I've just begun Robert S. Wolf's, Proof, Logic and Conjecture. At the end of the first chapter there are some exercises to warm you up for the proof techniques he will eventually introduce. I only mention this so that you are aware that I have yet to encounter formal proof techniques.
The first part of the question simply asks you to substitute small values of $n$ into the expression $n^2-n+41$ and to test if these values are prime. I did this for $n=1$ to $12$, and all the values seemed prime. This leads me onto the second part of the question where I am stuck.

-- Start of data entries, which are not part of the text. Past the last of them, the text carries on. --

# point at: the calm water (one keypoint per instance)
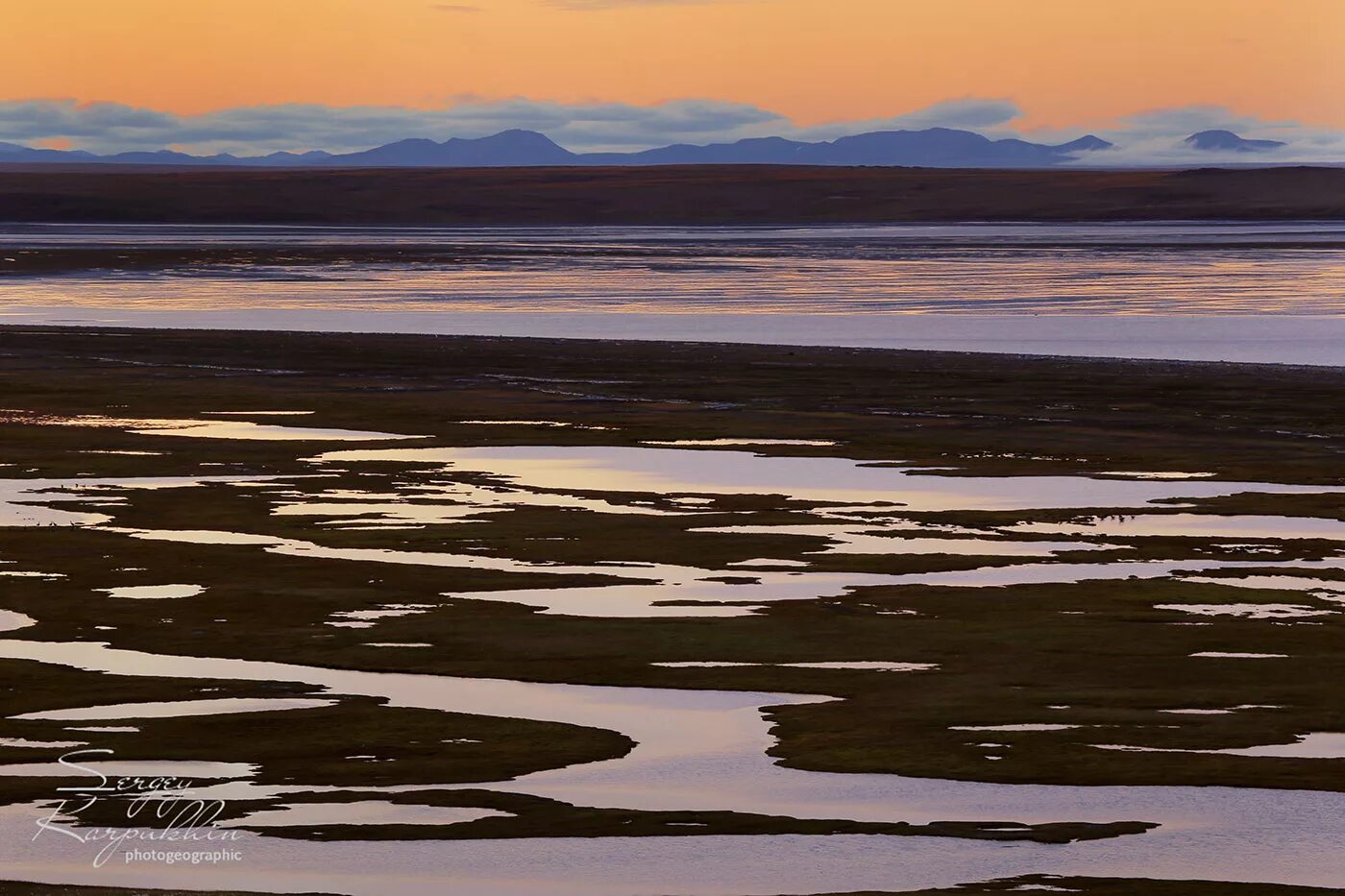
(970, 269)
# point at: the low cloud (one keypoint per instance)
(1157, 137)
(968, 113)
(1146, 137)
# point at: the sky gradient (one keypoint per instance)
(1066, 66)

I'll paraphrase the question:
(1)(b)
Find a positive integer value of $n$ for which the expression $n^2-n+41$ is not a prime number.
My attempt
I will decompose the expression $n^2-n+41$ into symbolic and numeric parts i.e. $n^2-n$ and $41$, in order to obtain a better understanding of it.

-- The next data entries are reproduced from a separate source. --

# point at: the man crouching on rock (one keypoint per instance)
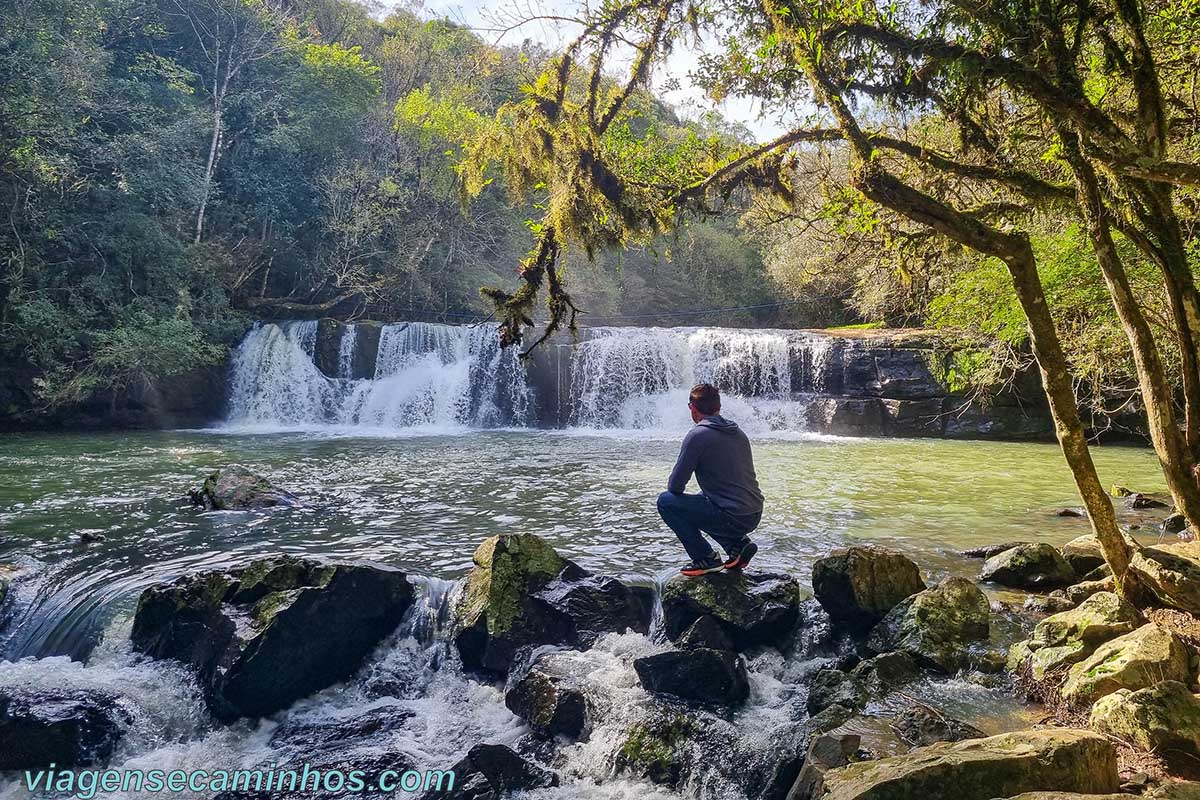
(730, 503)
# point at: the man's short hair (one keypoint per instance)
(706, 398)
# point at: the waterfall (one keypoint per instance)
(426, 376)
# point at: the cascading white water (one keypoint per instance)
(426, 376)
(639, 378)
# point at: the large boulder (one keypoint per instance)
(550, 698)
(64, 727)
(1029, 566)
(753, 609)
(491, 773)
(1163, 719)
(522, 594)
(858, 585)
(936, 625)
(1170, 573)
(1072, 636)
(264, 636)
(699, 675)
(1133, 661)
(237, 488)
(1057, 759)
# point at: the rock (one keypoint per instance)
(827, 752)
(936, 625)
(1162, 719)
(988, 551)
(1056, 759)
(1170, 573)
(491, 773)
(699, 675)
(1133, 661)
(921, 726)
(1175, 523)
(550, 701)
(753, 609)
(1072, 636)
(705, 632)
(237, 488)
(523, 594)
(63, 727)
(833, 686)
(858, 585)
(1029, 566)
(264, 636)
(887, 672)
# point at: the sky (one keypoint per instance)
(489, 16)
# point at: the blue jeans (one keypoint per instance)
(688, 515)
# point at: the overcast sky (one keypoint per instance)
(486, 16)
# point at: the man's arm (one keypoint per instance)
(685, 464)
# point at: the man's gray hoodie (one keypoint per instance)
(718, 452)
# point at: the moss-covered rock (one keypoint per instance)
(1170, 573)
(1164, 719)
(936, 625)
(521, 593)
(277, 630)
(981, 769)
(858, 585)
(235, 488)
(1029, 566)
(753, 609)
(1133, 661)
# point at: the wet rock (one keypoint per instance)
(550, 699)
(1133, 661)
(699, 675)
(277, 630)
(1029, 566)
(833, 686)
(753, 609)
(705, 632)
(1170, 573)
(237, 488)
(921, 726)
(887, 672)
(491, 773)
(1056, 759)
(935, 626)
(826, 752)
(521, 594)
(1162, 719)
(858, 585)
(63, 727)
(988, 551)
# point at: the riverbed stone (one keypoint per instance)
(64, 727)
(697, 675)
(550, 699)
(1059, 759)
(1029, 566)
(1164, 719)
(491, 773)
(753, 609)
(921, 726)
(1170, 573)
(936, 625)
(858, 585)
(239, 488)
(264, 636)
(523, 594)
(1133, 661)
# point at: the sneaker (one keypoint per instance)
(705, 566)
(741, 558)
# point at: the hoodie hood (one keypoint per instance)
(718, 422)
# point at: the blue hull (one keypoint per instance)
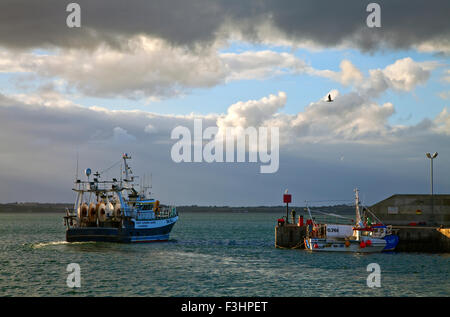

The symbolic part of the expression $n^2-n$ can be factorised to $n(n-1)$. From this it is apparent that this portion of the expression will only ever return even values, because it will always be of the form where we have an odd number multiplied by an even number. For example: for $n=5$, an odd number, we have $5(5-1)=5(4)=20$; similarly for $n=4$, an even number, we have $4(4-1)=4(3)=12$.
The addition of an odd number and even number returns an odd number, thus the addition of $41$ (an odd number) to $n^2-n$ (an expression which always returns even numbers) will give an odd number for all integer values of $n$.
As $n^2-n+41$ always returns odd numbers, it then stands to reason that if we are to find any non-prime value of this expression it will also be odd.
The only way I could think of doing this was by defining the odd numbers as $2n+1$, (where $2n$ is an even number and $n$ is an integer) and equating this to the expression in the hope that the intersection would return values that are odd and non-prime, however it is not the case that this equivalence returned an integer value of $n$ for which this expression is not prime.
Where have I gone wrong?
Best Answer
How about $n=41$?
In general, if you choose $n$ so that all of the terms in a sum are divisible by the same number, then the whole sum will be divisible by that number.
Edit: My understanding is that your approach was to set $n^2-n+41 = 2n+1$ and look for integer solutions. But this is quite a strong condition: you're saying not just that $n^2-n+41$ is odd, but that it's the particular odd number $2n+1$. This is a quadratic in $n$, so it has at most $2$ solutions - it's not particularly surprising that it doesn't have integer solutions.
But for any integer value of $n$, $n^2-n+41$ is odd. If you just want to express that $n^2-n+41$ is odd, the relevant equation is $n^2 -n +41 = 2k+1$. This equation has exactly one integer solution for every value of $n$: an example is $n = 41$, $k = 840$.